Texas Tech embraces college basketball's new player-driven era, joining the Big 12 in a high-stakes early-season championship that reshapes competitive landscapes.

Texas Tech basketball is stepping into what many around the sport are calling the next phase of college hoops - the Players Era.

And for the Red Raiders, this isn’t just another neutral-site tournament appearance. It’s a statement about where the program believes it belongs.

Texas Tech Red Raiders has officially been added to the expanded 2026 Players Era Men’s Championship field, joining fellow Big 12 programs TCU Horned Frogs, West Virginia Mountaineers, and Kansas State Wildcats.

That quartet rounds out an eight-team Big 12 presence in what has quickly become one of the most meaningful early-season events in the sport.

The tournament itself, operated by Players Era and backed by the Big 12 Conference, has grown fast.

What began as an eight-team experiment in 2024 ballooned to 18 teams in 2025 and will expand again in 2026. In a college basketball landscape hungry for quality non-conference data points,

Players Era has positioned itself as something closer to a November measuring stick than a made-for-TV exhibition.

That matters for Texas Tech.

Head coach Grant McCasland has made no secret that his program thrives on competition. The appeal here isn’t branding or exposure, it’s reps against elite opponents before conference play ever tips off.
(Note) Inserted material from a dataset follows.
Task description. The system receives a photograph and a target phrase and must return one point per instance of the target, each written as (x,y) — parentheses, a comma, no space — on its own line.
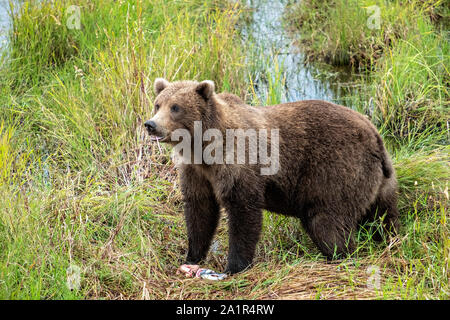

For a roster still shaping its identity each season, those games accelerate growth in a way buy-games never will.

From a Big 12 perspective, this partnership feels calculated. Commissioner Brett Yormark has consistently pushed the league toward aggressive scheduling and national visibility.

Locking in half the field at Players Era ensures the conference is front and center during one of the sport’s most-watched windows.

And that’s the larger takeaway.

Early-season basketball used to be about warm-ups and tune-ups. That era is fading. Players Era CEO Seth Berger has openly framed the event as college basketball’s next tier just below March Madness.

For Texas Tech, the opportunity is clear.

Win or lose, the Red Raiders will be tested, sharpened, and judged early. In the modern game, that’s not a risk. It’s an advantage.